After my transplant life was very slow going.  I couldn’t go out anywhere, I couldn’t eat any healthy foods, just foods that were preserved with garbage as any bacteria or mold could be detrimental.  I really wasn’t worried about that, I was more just about naturally allowing my body to heal.  It was some tough days…Tad, my mom, dad, and Sawyer were so strong for me and I became strong for myself.  As I began to get stronger (you wouldn’t believe how skinny and weak I did look after 6 weeks in the hospital) I would make small trips out.  I had to wear a mask and gloves and did people stare.

Some were worried I had something to share with them and others were just curious….and let me tell you, you could feel the difference between those that were curious and those that were judgmental, like you were going to give them sars or something.   Oh there were many fun experiences with the mask and gloves, a few times I wanted to jump at the guy who made the widest berth around me. But the best story was just recently I was sick of being in the house and so we went for a ride to best buy for several reasons.  One because Tad is a man and could stay in best buy for hours and not flinch, secondly and more importantly I needed a new phone.  If you know my son he is a very active child which for the most part is an amazing characteristic unless you are exhausted at which time you want handcuffs without DCFS.  Anyway, we were running through the store laughing as he chased me up and down the aisles, hoping to catch me.   As I began to head for the door bc I knew it was time to leave.  This woman turns around (now mind you I would not run up on someone with a mask on we were plenty far away)  She screams and throws her hands in the air….OMG!  Get away from me.   She runs back inside best buy as Sawyer and I stand by the door waiting for Tad who missed the whole show, but it was funny telling it over as I watched her pace the registers until I left.  It was hilarious.  The point that I am making is that it has been a challenge to wear a mask everywhere I go.  At Sawyer’s school parents have not been kind at all which was definitely a shock.  They ignore me or pretend they don’t see me which is fine, my skin has grown thick and I just think back to my journey of how I have shaken out the kinks and really learned to love myself.  With such a simple thing as wearing a mask, I have experienced judgment at its finest, and so I remember where it started. … when we were in our insecure 8th grade bodies and we just learned to keep going until some experience began to soften it our sense of judgment.  Then an extreme experience made it unacceptable when the judgment was unkind or mean.  There is a big difference between judgment and curiosity.   I have had people ask me why I am wearing a mask, which started some very kind and loving conversations.

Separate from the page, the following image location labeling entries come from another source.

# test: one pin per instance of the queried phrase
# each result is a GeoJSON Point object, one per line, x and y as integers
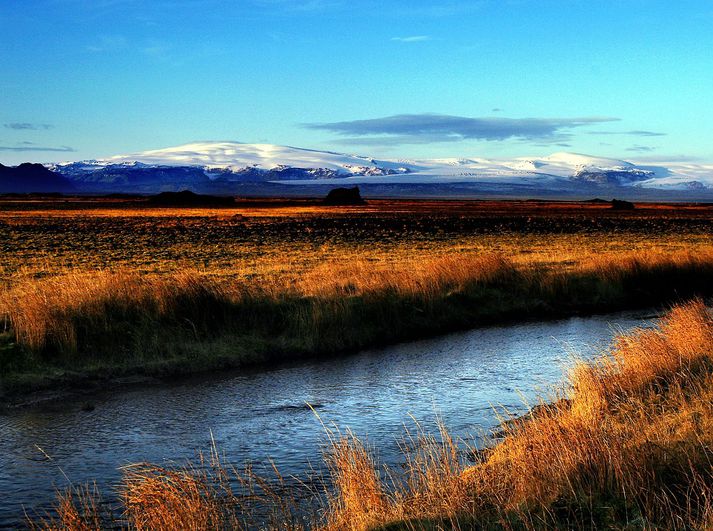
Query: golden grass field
{"type": "Point", "coordinates": [284, 240]}
{"type": "Point", "coordinates": [93, 289]}
{"type": "Point", "coordinates": [626, 444]}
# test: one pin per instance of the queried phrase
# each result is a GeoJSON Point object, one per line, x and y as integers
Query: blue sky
{"type": "Point", "coordinates": [493, 78]}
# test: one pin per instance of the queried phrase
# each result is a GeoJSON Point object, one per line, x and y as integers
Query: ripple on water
{"type": "Point", "coordinates": [262, 415]}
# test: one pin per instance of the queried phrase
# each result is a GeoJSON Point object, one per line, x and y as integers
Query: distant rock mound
{"type": "Point", "coordinates": [344, 196]}
{"type": "Point", "coordinates": [596, 200]}
{"type": "Point", "coordinates": [32, 178]}
{"type": "Point", "coordinates": [618, 204]}
{"type": "Point", "coordinates": [186, 198]}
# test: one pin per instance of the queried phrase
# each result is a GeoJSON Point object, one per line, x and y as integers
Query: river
{"type": "Point", "coordinates": [257, 415]}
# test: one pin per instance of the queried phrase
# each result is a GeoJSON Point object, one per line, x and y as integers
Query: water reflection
{"type": "Point", "coordinates": [255, 416]}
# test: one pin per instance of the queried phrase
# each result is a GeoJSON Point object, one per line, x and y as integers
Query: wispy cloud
{"type": "Point", "coordinates": [24, 126]}
{"type": "Point", "coordinates": [108, 43]}
{"type": "Point", "coordinates": [298, 5]}
{"type": "Point", "coordinates": [25, 147]}
{"type": "Point", "coordinates": [628, 133]}
{"type": "Point", "coordinates": [412, 38]}
{"type": "Point", "coordinates": [420, 128]}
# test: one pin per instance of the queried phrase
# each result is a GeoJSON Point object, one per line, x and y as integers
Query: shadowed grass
{"type": "Point", "coordinates": [104, 324]}
{"type": "Point", "coordinates": [628, 445]}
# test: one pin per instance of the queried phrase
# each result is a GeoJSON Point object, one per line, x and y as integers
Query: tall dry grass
{"type": "Point", "coordinates": [631, 445]}
{"type": "Point", "coordinates": [114, 321]}
{"type": "Point", "coordinates": [628, 444]}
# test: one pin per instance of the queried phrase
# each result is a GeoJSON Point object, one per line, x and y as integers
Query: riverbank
{"type": "Point", "coordinates": [92, 329]}
{"type": "Point", "coordinates": [626, 445]}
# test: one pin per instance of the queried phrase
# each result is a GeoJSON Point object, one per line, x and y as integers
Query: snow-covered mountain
{"type": "Point", "coordinates": [224, 166]}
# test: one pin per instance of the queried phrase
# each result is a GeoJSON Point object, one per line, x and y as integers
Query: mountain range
{"type": "Point", "coordinates": [263, 169]}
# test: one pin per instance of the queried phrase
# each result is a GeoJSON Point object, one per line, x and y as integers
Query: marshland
{"type": "Point", "coordinates": [96, 292]}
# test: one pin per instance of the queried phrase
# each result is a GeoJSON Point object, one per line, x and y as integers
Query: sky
{"type": "Point", "coordinates": [630, 79]}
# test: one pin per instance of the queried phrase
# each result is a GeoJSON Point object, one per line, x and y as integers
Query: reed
{"type": "Point", "coordinates": [628, 446]}
{"type": "Point", "coordinates": [627, 443]}
{"type": "Point", "coordinates": [117, 322]}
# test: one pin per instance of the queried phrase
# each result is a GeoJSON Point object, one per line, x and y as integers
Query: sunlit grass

Judgment is a tricky thing because we learn through others judgements so it is really just about keeping yourself in check.  There is a book I read and have just taken off the shelf to reread called “Above all be kind….raising a humane child in challenging times.”  It was amazing and just filled your heart with love and light.  I affirm to myself each morning while Sawyer watches his morning Word World.  That I love myself and no matter what I do I am doing the best I can each day with loving kindness.

A little exercise that I started in my journal was to write down all my negative inner dialogue and/or judgment.  I did it for a week without looking back at it.  The following week I would access these thoughts to find that most, if not all were garbage which I literally tossed away clearing another sheet for me to write in love.

Many blessings,

Love and light.

Holly P

3 comments

  1. Holly, you are a teacher! Reading about your growth and your ups and downs causes me to grow in empathy and love. Your post, in particular the commentary about wearing gloves and a mask, reminds me to manage my thoughts. To make sure I am ALWAYS approaching people with love and kindness, leaving my preconceived notions behind. It’s good mental training.